In our late teens, once we both chilled the fuck out, we had a great time playing Sims together. A real life lesson came in the form of the Peen family, which comprised of an obese, cantankerous grandmother and many young children. We killed Grandmother Peen, deleted Social Services whenever they came knocking and it was complete anarchy. We revelled in the pandemonium and used all the mean interactions we would never DARE use in a real Sims game (hyper reality within hyper reality…Simception). But soon our practical natures took over and we started to feel anxious about the children…our Sim kids were dropping grades like IRL kids our age were dropping low at cool parties and we were concerned. The only teenager in the family (named something lazy like Flart7) was earning peanuts at his after school job; the family was really struggling. We brainstormed methods to save Flart7 and the Peen clan, and I’m pleased to say that, without cheats, we worked together to raise that Sim family from rags to riches (with the help of robot butlers of course–every mother’s secret weapon).

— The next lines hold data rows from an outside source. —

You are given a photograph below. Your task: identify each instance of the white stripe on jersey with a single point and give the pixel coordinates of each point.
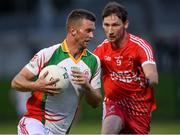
(142, 44)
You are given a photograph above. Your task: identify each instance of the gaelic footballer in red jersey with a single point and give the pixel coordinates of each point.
(129, 75)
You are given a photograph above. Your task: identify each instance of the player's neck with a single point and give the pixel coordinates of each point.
(73, 48)
(121, 42)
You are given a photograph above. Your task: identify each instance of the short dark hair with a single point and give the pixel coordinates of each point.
(115, 8)
(79, 14)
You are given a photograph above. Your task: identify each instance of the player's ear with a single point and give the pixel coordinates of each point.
(126, 24)
(73, 31)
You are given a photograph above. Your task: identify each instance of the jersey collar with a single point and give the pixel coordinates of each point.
(66, 49)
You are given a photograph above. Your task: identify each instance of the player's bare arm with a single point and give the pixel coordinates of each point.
(150, 71)
(93, 96)
(23, 81)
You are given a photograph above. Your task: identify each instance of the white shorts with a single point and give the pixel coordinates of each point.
(32, 126)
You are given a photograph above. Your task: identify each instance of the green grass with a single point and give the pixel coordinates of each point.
(94, 128)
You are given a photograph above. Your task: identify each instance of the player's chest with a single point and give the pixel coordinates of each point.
(120, 60)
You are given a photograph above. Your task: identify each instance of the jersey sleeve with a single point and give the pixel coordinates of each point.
(145, 53)
(96, 79)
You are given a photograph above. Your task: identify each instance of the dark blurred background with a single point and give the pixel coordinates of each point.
(26, 26)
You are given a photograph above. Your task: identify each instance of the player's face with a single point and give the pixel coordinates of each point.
(85, 33)
(114, 28)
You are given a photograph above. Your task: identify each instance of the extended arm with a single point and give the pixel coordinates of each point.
(151, 74)
(23, 81)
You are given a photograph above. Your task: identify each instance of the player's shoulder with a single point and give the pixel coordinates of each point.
(138, 41)
(90, 54)
(103, 44)
(50, 49)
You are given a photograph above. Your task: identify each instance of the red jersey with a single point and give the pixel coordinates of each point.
(122, 72)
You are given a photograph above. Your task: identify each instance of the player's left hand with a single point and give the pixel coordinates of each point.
(79, 78)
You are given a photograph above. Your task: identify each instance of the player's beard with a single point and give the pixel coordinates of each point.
(120, 38)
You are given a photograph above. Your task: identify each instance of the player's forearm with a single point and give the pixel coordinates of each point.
(152, 80)
(20, 83)
(93, 97)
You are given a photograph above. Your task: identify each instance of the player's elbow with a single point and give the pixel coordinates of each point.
(96, 102)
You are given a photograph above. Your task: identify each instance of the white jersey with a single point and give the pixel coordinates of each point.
(57, 112)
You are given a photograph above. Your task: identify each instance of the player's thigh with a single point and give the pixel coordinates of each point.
(31, 126)
(112, 124)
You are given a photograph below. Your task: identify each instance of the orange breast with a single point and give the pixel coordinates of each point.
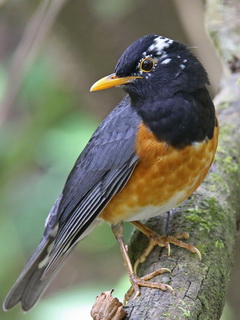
(163, 178)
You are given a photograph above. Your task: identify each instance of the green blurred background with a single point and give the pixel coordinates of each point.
(48, 115)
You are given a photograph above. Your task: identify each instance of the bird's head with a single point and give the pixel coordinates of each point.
(155, 63)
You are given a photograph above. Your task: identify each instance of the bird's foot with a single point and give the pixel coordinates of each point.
(162, 241)
(138, 282)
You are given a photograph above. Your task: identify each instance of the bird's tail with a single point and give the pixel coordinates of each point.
(30, 284)
(33, 280)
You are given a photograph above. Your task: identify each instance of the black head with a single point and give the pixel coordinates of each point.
(165, 65)
(166, 84)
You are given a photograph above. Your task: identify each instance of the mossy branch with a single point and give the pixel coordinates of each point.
(209, 216)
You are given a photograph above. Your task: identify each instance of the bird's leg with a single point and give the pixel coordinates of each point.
(162, 241)
(136, 281)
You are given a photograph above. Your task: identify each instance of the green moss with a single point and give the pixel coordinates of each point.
(166, 314)
(219, 244)
(186, 313)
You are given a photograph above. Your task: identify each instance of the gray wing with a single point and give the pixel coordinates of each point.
(99, 173)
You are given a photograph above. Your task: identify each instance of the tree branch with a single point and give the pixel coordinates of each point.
(209, 215)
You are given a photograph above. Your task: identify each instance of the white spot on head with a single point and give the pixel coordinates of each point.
(159, 44)
(166, 61)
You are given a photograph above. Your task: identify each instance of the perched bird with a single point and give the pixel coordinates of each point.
(150, 153)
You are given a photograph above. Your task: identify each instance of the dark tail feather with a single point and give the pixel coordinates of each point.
(30, 285)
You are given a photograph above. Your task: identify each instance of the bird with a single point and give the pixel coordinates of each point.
(148, 155)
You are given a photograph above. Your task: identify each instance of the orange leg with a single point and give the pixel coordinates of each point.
(162, 241)
(136, 281)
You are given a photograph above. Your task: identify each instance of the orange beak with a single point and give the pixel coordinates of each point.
(111, 81)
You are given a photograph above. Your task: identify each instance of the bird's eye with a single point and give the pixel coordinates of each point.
(147, 64)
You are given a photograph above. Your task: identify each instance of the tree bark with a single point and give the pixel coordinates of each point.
(209, 215)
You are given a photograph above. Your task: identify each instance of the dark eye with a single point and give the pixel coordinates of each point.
(147, 64)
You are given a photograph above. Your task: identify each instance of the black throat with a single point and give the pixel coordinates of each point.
(179, 120)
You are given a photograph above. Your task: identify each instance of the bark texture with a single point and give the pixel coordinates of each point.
(210, 214)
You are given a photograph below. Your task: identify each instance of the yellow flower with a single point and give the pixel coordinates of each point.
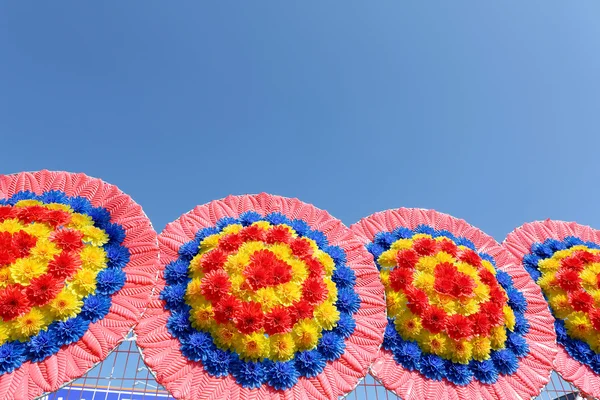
(253, 346)
(327, 315)
(25, 269)
(282, 347)
(65, 305)
(306, 334)
(28, 325)
(482, 348)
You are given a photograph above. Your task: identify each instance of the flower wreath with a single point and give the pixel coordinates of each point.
(76, 270)
(564, 260)
(262, 296)
(464, 320)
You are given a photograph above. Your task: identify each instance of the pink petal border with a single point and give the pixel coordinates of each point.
(73, 361)
(518, 243)
(534, 370)
(188, 380)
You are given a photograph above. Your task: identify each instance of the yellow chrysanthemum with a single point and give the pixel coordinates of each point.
(253, 346)
(65, 305)
(327, 315)
(481, 348)
(306, 334)
(282, 347)
(28, 325)
(498, 337)
(25, 269)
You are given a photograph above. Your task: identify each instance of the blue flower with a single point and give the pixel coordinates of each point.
(95, 307)
(276, 218)
(109, 280)
(331, 346)
(517, 344)
(348, 301)
(176, 272)
(384, 239)
(300, 226)
(118, 256)
(100, 215)
(197, 346)
(12, 355)
(188, 250)
(309, 363)
(433, 367)
(115, 232)
(345, 326)
(225, 221)
(250, 217)
(41, 346)
(505, 361)
(408, 354)
(217, 363)
(484, 371)
(344, 277)
(179, 324)
(174, 296)
(402, 233)
(69, 331)
(249, 374)
(281, 375)
(459, 374)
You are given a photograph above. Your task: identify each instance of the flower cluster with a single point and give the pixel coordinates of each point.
(61, 259)
(265, 299)
(568, 272)
(451, 313)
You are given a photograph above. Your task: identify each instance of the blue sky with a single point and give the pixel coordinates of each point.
(487, 111)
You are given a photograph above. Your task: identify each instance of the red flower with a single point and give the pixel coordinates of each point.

We weren’t renegades in real life and we couldn’t be renegades on the Sims either. You can’t hide your innate nature from EA Games, nor can you ever really banish the Sims music from the recesses of your psyche. You will never be able to stop yourself saying Sul Sul for hello or Dag Dag for goodbye; when you walk into a room and forget what you were there for, you will eternally have a lingering suspicion it’s because you are someone else’s Sim. Because deep down you know that Sim is life and Sim is love.

Thankfully, I’ve kicked the habit and haven’t touched the stuff in years *gets on highest horse available*. Now please excuse me, I have to go play Sim City Build It on my phone…it’s not the same but it sure takes the edge off.